Ollie Grove photographie les habitants qui fréquentent les derniers pubs traditionnels du cœur de Londres, dans l'espoir de capturer le charme ancien d'un quartier en pleine mutation.

par Ollie Grove; traduit par Sandra Proutry-Skrzypek
29 Mars 2019, 9:47am

Patrick, le nettoyeur de vitres de Soho

Soho, Londres. Un endroit synonyme d’indulgence, de malice et de style. Un endroit où de l'argent a été gagné, perdu et dépensé. Où des corps ont été achetés, vendus et vénérés. Où des vies ont été construites et ruinées. Soho est le dernier village du centre de Londres, là où l’esprit de la ville s’entasse sur un kilomètre carré. Tout le monde – des rockeurs aux gangsters en passant par les skinheads, les romanciers, les poètes et les peintres – a fréquenté ce quartier à la recherche des mêmes choses : divertissement, conversation et oubli.

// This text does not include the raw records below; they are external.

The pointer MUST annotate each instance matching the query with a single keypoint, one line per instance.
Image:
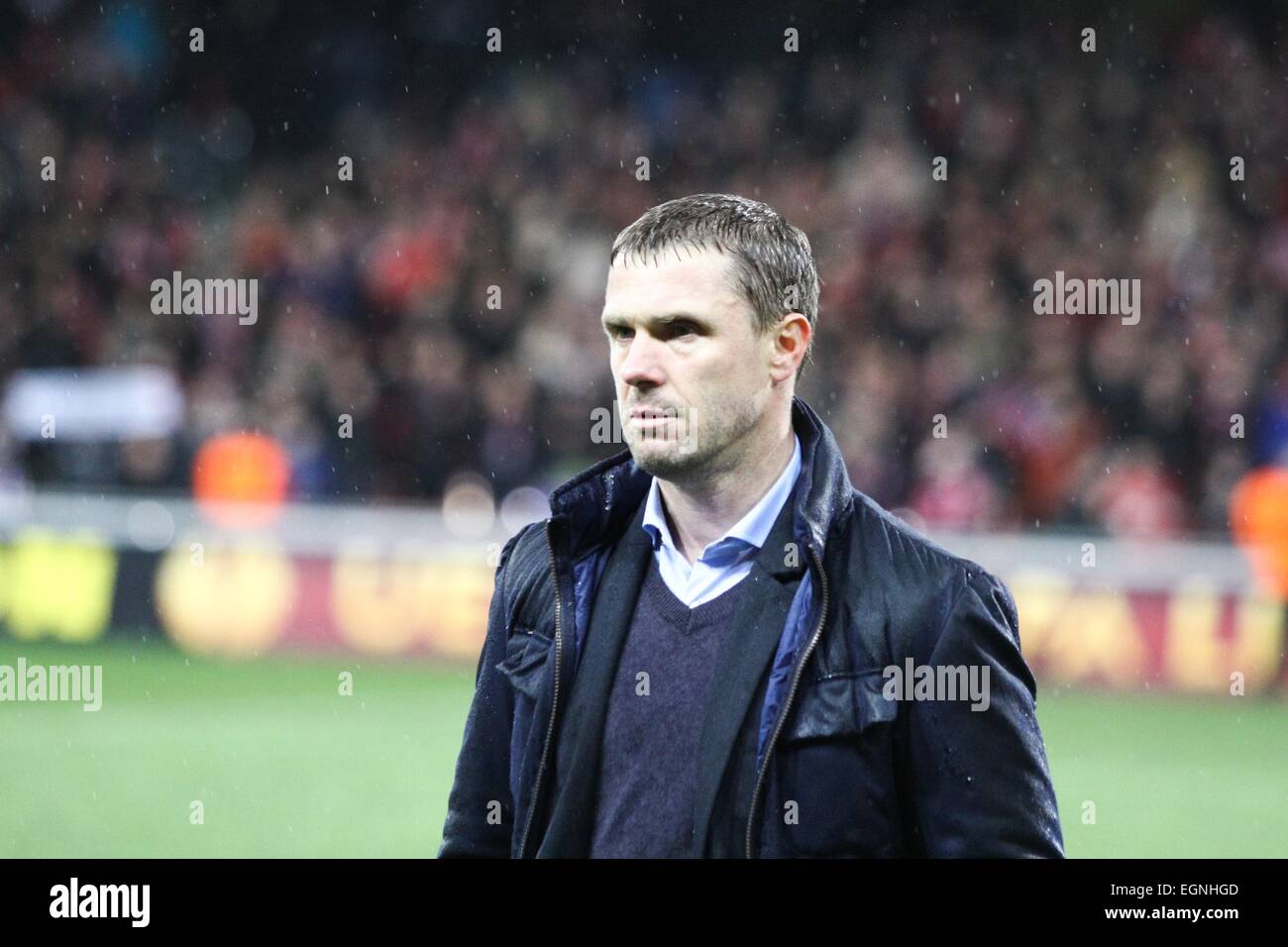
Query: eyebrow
(661, 320)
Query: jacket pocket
(524, 667)
(526, 655)
(835, 766)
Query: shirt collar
(750, 532)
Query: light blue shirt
(725, 562)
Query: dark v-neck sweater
(648, 777)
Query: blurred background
(429, 226)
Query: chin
(664, 460)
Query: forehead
(679, 278)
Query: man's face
(692, 376)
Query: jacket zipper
(554, 701)
(787, 703)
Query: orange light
(241, 479)
(1258, 518)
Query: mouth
(645, 415)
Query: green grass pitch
(284, 766)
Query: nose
(642, 365)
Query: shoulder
(913, 581)
(523, 571)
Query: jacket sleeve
(480, 808)
(980, 777)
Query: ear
(790, 341)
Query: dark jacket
(802, 754)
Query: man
(696, 654)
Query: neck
(700, 512)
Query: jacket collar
(596, 505)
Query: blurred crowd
(514, 170)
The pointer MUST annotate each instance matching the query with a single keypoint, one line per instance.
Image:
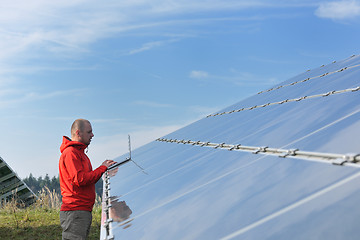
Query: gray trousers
(75, 224)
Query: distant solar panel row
(250, 192)
(12, 187)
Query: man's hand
(108, 163)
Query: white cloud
(199, 74)
(9, 96)
(150, 45)
(339, 10)
(152, 104)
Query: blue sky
(147, 68)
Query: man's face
(86, 135)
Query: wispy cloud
(234, 76)
(152, 104)
(339, 10)
(8, 97)
(151, 45)
(69, 28)
(198, 74)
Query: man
(77, 181)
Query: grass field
(40, 220)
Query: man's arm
(77, 173)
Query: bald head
(81, 131)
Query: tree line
(37, 184)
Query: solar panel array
(12, 187)
(282, 164)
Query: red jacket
(77, 179)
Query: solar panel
(282, 164)
(12, 187)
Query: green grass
(39, 221)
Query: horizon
(148, 68)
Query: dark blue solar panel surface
(193, 192)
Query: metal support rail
(289, 100)
(333, 158)
(307, 79)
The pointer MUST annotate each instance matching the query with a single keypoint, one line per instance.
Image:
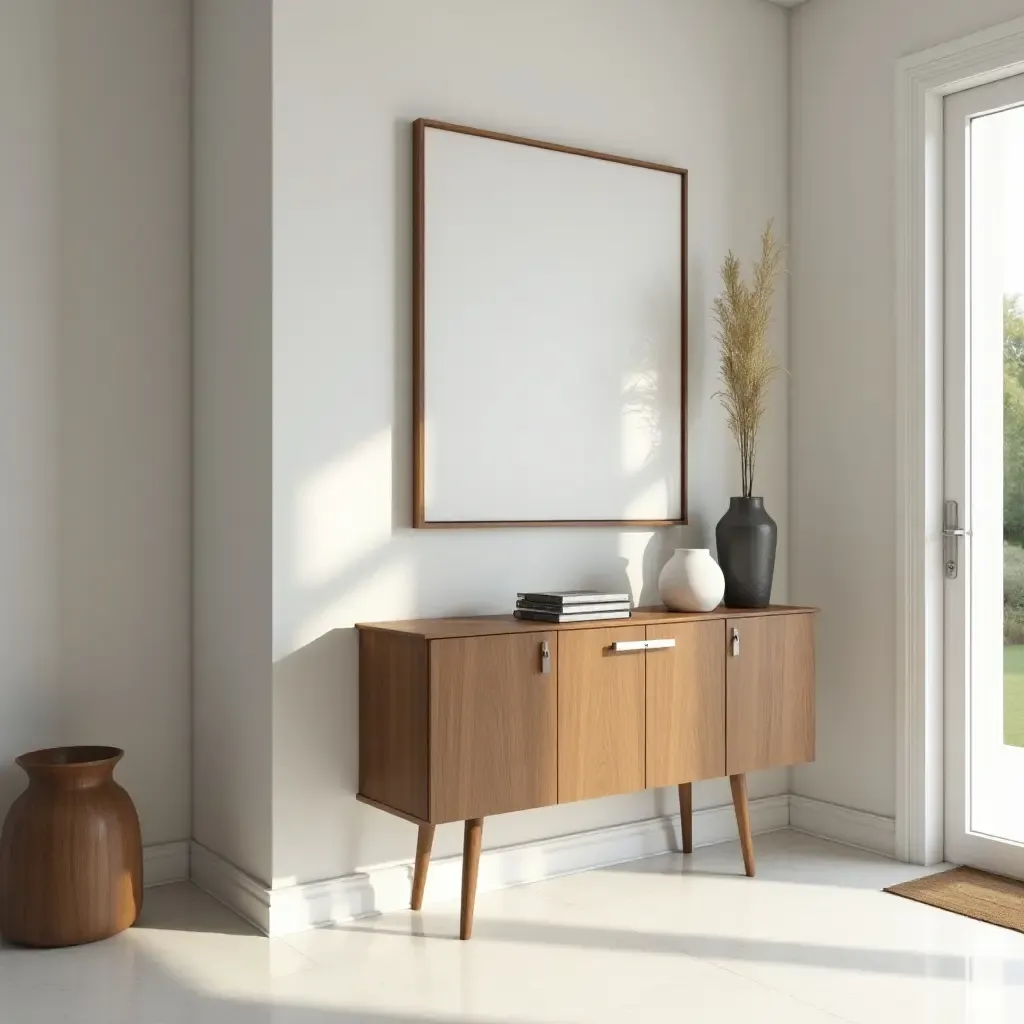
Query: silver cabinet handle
(624, 646)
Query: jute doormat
(971, 893)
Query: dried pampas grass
(743, 312)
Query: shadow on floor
(718, 948)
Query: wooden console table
(464, 718)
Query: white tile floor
(811, 940)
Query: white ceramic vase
(691, 581)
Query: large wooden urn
(71, 852)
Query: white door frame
(922, 82)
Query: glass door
(983, 452)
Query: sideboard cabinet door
(600, 713)
(686, 704)
(769, 691)
(493, 725)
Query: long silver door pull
(624, 646)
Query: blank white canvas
(553, 352)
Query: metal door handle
(624, 646)
(951, 529)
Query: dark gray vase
(747, 539)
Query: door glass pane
(997, 152)
(996, 569)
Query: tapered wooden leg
(470, 862)
(423, 844)
(686, 815)
(738, 783)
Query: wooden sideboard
(465, 718)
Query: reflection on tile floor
(811, 940)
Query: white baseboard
(229, 885)
(165, 862)
(385, 888)
(868, 832)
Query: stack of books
(572, 605)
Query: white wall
(843, 363)
(94, 521)
(231, 283)
(692, 83)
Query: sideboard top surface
(474, 626)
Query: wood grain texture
(471, 626)
(394, 721)
(742, 809)
(600, 714)
(472, 840)
(71, 852)
(686, 815)
(686, 704)
(419, 323)
(424, 843)
(493, 726)
(770, 693)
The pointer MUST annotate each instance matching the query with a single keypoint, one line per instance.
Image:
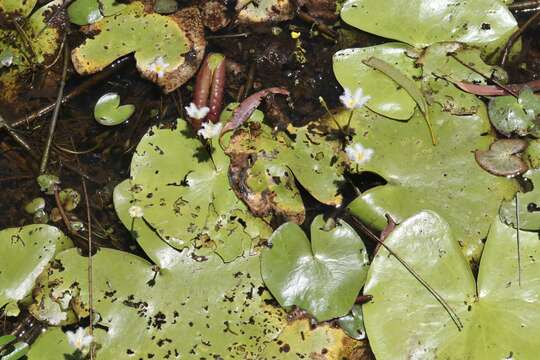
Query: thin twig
(83, 87)
(496, 82)
(518, 240)
(515, 36)
(52, 127)
(453, 315)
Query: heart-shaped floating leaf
(108, 111)
(444, 178)
(24, 254)
(516, 116)
(501, 158)
(185, 193)
(322, 277)
(486, 23)
(500, 320)
(387, 97)
(529, 205)
(265, 164)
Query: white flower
(7, 61)
(197, 113)
(159, 66)
(354, 101)
(210, 130)
(136, 211)
(358, 154)
(79, 339)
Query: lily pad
(108, 111)
(185, 194)
(444, 178)
(322, 277)
(160, 43)
(266, 11)
(44, 40)
(387, 97)
(447, 60)
(198, 308)
(84, 12)
(500, 320)
(501, 159)
(263, 163)
(529, 205)
(301, 340)
(485, 23)
(516, 116)
(353, 323)
(24, 254)
(17, 7)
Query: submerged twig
(518, 240)
(52, 126)
(489, 78)
(85, 86)
(515, 36)
(453, 315)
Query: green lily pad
(529, 206)
(444, 178)
(516, 116)
(108, 111)
(24, 254)
(44, 40)
(500, 320)
(160, 44)
(485, 23)
(322, 277)
(185, 194)
(501, 159)
(198, 308)
(387, 97)
(264, 161)
(353, 323)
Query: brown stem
(216, 92)
(52, 127)
(515, 36)
(85, 86)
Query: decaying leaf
(501, 159)
(265, 163)
(24, 253)
(184, 192)
(168, 49)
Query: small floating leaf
(501, 158)
(322, 277)
(529, 205)
(108, 111)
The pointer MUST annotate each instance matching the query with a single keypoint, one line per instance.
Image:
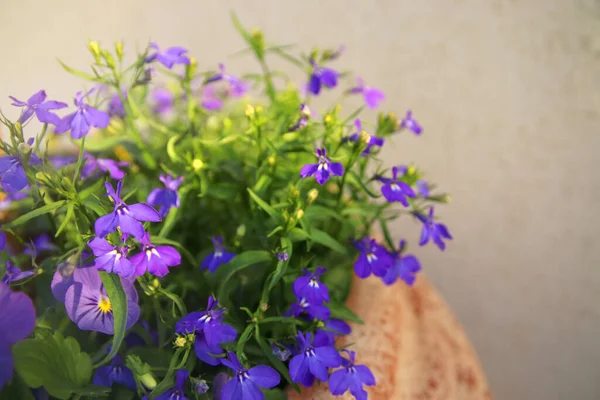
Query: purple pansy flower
(373, 258)
(432, 230)
(321, 77)
(246, 383)
(169, 57)
(38, 105)
(371, 95)
(156, 260)
(125, 217)
(14, 273)
(312, 361)
(218, 257)
(322, 169)
(167, 197)
(88, 305)
(116, 372)
(81, 121)
(394, 190)
(17, 321)
(351, 377)
(410, 123)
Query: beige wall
(508, 94)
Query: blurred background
(507, 92)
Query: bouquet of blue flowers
(187, 241)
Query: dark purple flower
(351, 377)
(116, 372)
(17, 321)
(81, 121)
(167, 197)
(371, 95)
(155, 260)
(410, 123)
(432, 230)
(111, 258)
(394, 190)
(321, 77)
(246, 383)
(373, 258)
(38, 105)
(218, 257)
(88, 305)
(322, 169)
(309, 287)
(312, 361)
(125, 217)
(14, 274)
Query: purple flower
(411, 124)
(88, 305)
(14, 274)
(111, 258)
(309, 287)
(38, 105)
(371, 95)
(432, 230)
(125, 217)
(373, 257)
(167, 197)
(312, 361)
(169, 57)
(321, 77)
(81, 121)
(17, 321)
(395, 190)
(246, 383)
(218, 257)
(156, 260)
(116, 372)
(351, 377)
(322, 169)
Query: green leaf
(118, 300)
(35, 213)
(53, 362)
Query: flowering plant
(196, 243)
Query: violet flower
(322, 169)
(126, 217)
(312, 361)
(38, 105)
(432, 230)
(218, 257)
(88, 305)
(371, 95)
(155, 260)
(246, 383)
(167, 197)
(17, 321)
(81, 121)
(351, 377)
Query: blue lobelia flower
(395, 190)
(125, 217)
(166, 197)
(322, 169)
(81, 121)
(351, 377)
(116, 372)
(312, 361)
(373, 258)
(432, 230)
(218, 257)
(246, 383)
(38, 105)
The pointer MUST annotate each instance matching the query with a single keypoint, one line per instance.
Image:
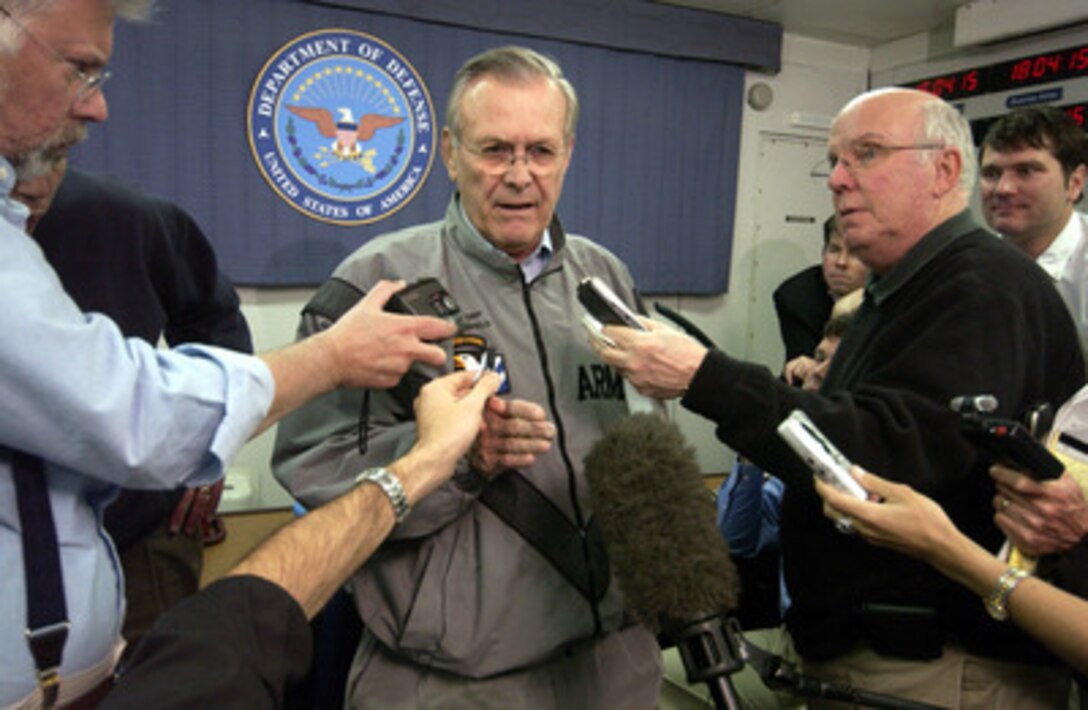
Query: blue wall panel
(653, 175)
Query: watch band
(997, 602)
(390, 485)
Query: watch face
(391, 486)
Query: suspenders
(47, 623)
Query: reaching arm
(314, 555)
(912, 523)
(368, 347)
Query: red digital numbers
(1078, 60)
(1014, 74)
(969, 81)
(1036, 67)
(953, 85)
(1078, 113)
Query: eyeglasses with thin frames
(497, 157)
(87, 83)
(861, 156)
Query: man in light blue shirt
(101, 411)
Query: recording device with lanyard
(1010, 441)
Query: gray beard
(45, 159)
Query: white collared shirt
(1066, 261)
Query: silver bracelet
(997, 602)
(390, 485)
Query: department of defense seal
(342, 126)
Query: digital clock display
(1027, 71)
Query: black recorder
(1008, 441)
(604, 306)
(424, 297)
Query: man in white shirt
(1033, 174)
(1033, 171)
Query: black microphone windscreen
(657, 520)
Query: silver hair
(942, 123)
(515, 64)
(24, 11)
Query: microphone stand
(713, 648)
(779, 674)
(711, 652)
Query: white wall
(816, 79)
(273, 315)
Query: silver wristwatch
(390, 485)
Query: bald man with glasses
(950, 310)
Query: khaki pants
(956, 680)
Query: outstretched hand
(515, 432)
(659, 362)
(904, 521)
(374, 348)
(1039, 517)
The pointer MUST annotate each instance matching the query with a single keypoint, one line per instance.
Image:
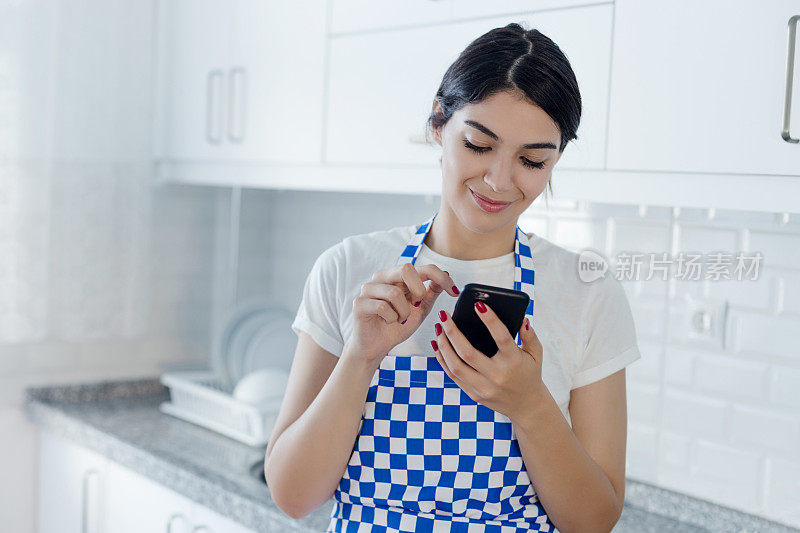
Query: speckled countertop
(121, 421)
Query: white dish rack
(201, 398)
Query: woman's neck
(450, 238)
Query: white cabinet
(137, 504)
(72, 487)
(382, 85)
(193, 71)
(700, 87)
(207, 521)
(359, 15)
(240, 81)
(83, 492)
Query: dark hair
(512, 58)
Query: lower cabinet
(83, 492)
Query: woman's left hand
(507, 383)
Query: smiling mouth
(489, 200)
(487, 205)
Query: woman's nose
(498, 176)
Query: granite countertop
(121, 421)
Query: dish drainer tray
(200, 397)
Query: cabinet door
(382, 85)
(699, 87)
(135, 504)
(275, 79)
(357, 15)
(193, 56)
(464, 9)
(207, 521)
(72, 486)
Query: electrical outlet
(699, 321)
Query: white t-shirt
(586, 329)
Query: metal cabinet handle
(787, 99)
(85, 498)
(237, 91)
(173, 517)
(211, 97)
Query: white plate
(221, 345)
(240, 339)
(273, 345)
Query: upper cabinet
(240, 81)
(360, 15)
(335, 95)
(382, 84)
(702, 87)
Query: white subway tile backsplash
(640, 237)
(783, 490)
(577, 233)
(643, 402)
(756, 294)
(642, 456)
(787, 286)
(779, 249)
(648, 368)
(764, 333)
(761, 429)
(726, 377)
(785, 386)
(730, 474)
(679, 367)
(648, 317)
(674, 451)
(692, 414)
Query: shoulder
(381, 242)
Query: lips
(487, 204)
(489, 200)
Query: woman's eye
(476, 149)
(481, 149)
(532, 164)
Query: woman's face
(503, 170)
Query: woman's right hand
(384, 314)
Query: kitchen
(168, 167)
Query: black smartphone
(509, 306)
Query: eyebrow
(491, 134)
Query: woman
(390, 410)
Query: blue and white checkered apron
(428, 457)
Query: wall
(718, 416)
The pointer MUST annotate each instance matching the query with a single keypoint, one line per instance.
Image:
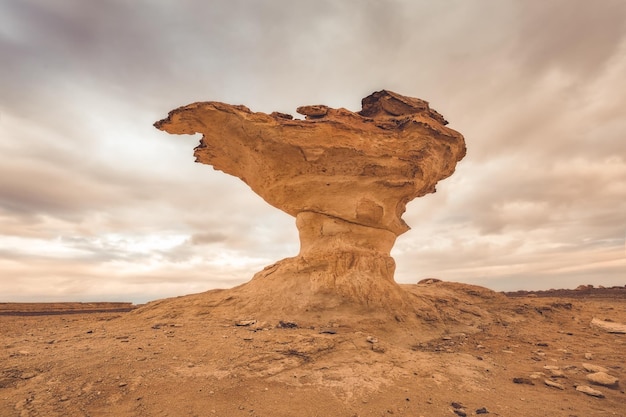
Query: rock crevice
(346, 177)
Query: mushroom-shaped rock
(346, 177)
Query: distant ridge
(44, 309)
(582, 291)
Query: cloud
(95, 201)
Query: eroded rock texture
(346, 177)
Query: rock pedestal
(346, 177)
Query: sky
(98, 205)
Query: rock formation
(346, 177)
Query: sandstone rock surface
(346, 177)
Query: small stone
(589, 391)
(245, 323)
(589, 367)
(318, 110)
(553, 384)
(525, 381)
(609, 326)
(287, 325)
(602, 378)
(378, 348)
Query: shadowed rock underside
(346, 177)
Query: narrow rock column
(346, 177)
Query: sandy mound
(465, 349)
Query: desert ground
(469, 351)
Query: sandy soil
(469, 351)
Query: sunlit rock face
(346, 177)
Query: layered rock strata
(346, 177)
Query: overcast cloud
(96, 204)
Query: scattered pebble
(245, 323)
(589, 367)
(602, 378)
(526, 381)
(589, 391)
(553, 384)
(609, 326)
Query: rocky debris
(287, 325)
(609, 326)
(245, 323)
(314, 111)
(553, 384)
(345, 176)
(522, 380)
(602, 378)
(458, 409)
(585, 389)
(589, 367)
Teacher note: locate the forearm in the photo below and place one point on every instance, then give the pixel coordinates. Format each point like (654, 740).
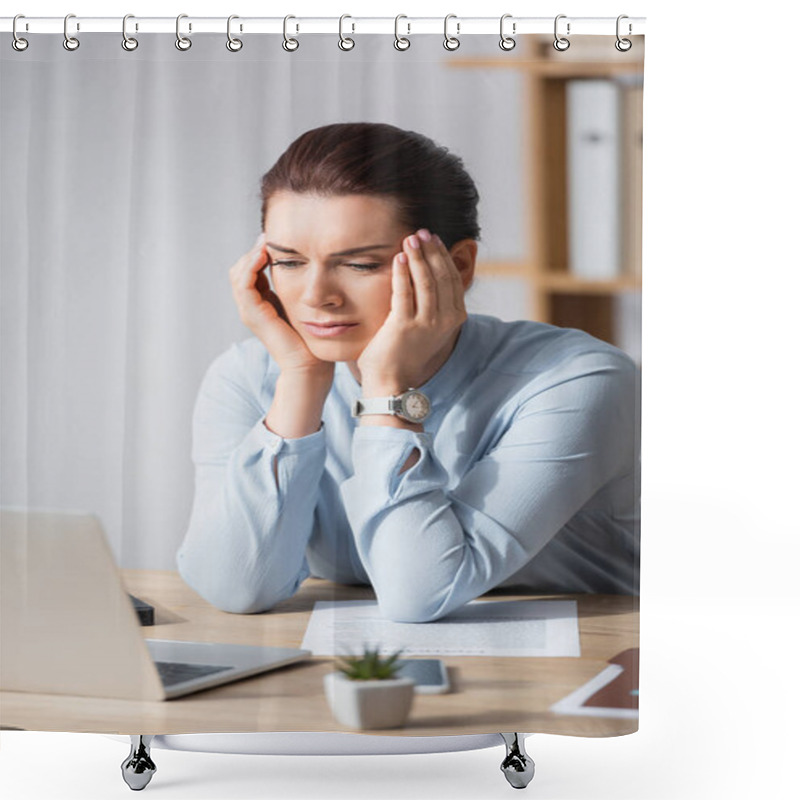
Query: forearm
(389, 420)
(296, 409)
(245, 545)
(253, 509)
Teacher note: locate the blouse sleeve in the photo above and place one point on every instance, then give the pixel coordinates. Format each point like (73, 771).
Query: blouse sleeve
(428, 550)
(244, 550)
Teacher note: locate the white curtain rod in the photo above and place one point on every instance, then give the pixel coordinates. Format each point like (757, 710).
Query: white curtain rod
(407, 26)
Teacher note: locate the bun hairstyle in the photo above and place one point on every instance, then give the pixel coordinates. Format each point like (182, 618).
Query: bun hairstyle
(429, 184)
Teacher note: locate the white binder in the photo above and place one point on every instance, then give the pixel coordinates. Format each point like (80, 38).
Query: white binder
(593, 178)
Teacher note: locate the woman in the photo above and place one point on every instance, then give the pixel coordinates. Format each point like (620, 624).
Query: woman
(514, 461)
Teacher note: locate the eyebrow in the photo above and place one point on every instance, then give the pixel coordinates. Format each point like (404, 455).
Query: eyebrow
(350, 252)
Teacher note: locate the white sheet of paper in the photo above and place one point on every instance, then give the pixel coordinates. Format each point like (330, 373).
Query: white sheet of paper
(574, 703)
(480, 628)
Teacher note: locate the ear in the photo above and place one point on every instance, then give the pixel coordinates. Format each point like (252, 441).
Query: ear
(464, 254)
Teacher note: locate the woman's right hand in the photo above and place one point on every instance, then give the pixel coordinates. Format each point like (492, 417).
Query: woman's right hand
(262, 312)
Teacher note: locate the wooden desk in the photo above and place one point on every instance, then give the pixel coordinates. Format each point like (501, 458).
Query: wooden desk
(488, 694)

Londres est en train de changer. Chaque endroit évolue, de même que les personnes qui le peuplent. J'ai toujours pensé que Soho n’avait rien à craindre, mais le quartier, si bien défini par ses frontières – Shaftesbury Avenue, Charing Cross Road, Oxford et Regent Street – n'est pas à l'abri du développement du Crossrail et de la demande d'hôtels de charme.

Les camions, les échafaudages et les travaux routiers qui encombrent chaque coin de rue vont bientôt laisser derrière eux un endroit inconnu, remplaçant les édifices géorgiens par des façades en briques et en plastique bon marché. Le changement n’est pas seulement physique, mais aussi humain : s’en vont les résidents d'origine, les pubs locaux, les plaques d’immatriculation anciennes et les couvents ; arrivent la loi et les rues stériles.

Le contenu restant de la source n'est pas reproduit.